Thursday, August 27, 2009

Halfway House

Residentially, a halfway house is a place for convicted criminals to transition from prison back into society.

Garages are halfway houses in reverse. If something is in the garage, it is halfway out of the house. How long stuff stays there depends on your garage’s size and how anal you are about a clean garage. Cobweb, rat and cockroach fetishes might be a factor as well.

We have a three-car garage but only have room to park two. We need the third stall to pile stuff. Basements and attics store our past lives. Garages store stuff just passing through, whatever won’t fit into the weekly garage pickup, and stuff that starts smelling enough for the neighbors to launch an eviction petition.

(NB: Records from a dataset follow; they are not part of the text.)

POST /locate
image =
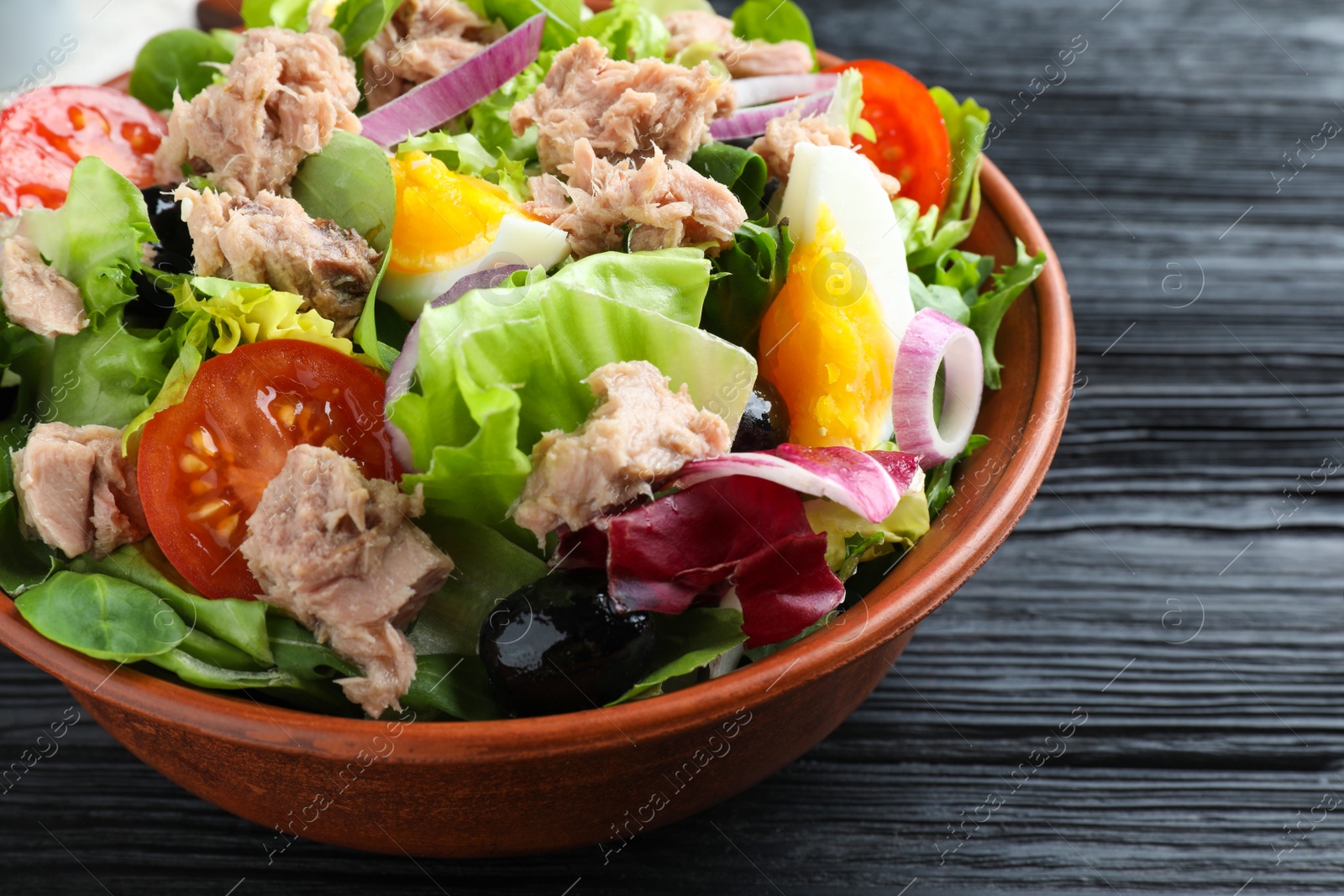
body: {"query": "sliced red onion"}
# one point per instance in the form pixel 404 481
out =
pixel 750 123
pixel 403 369
pixel 860 483
pixel 754 92
pixel 457 90
pixel 933 338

Aside from the cobwebs hitting you in the face on your way to a car, you know it’s time to dump the pile when you can’t see over it, reach your tool bench, the needles have fallen off the Christmas tree, or when the rats are building apartments in your Christmas boxes and their droppings are soiling the bottoms of your shoes.

And where do all of those boxes come from, even six months after Christmas? Every time you think you are cutting back buying stuff, save your boxes for a month. You will need a box-cutter. Granted, my monthly Costco run contributes 2-3 boxes, as does buying wine by the case. My reading habit spins off a monthly Amazon box. But I keep those in my office closet. They are the perfect size for small Christmas packages and sending items to our daughter in Europe.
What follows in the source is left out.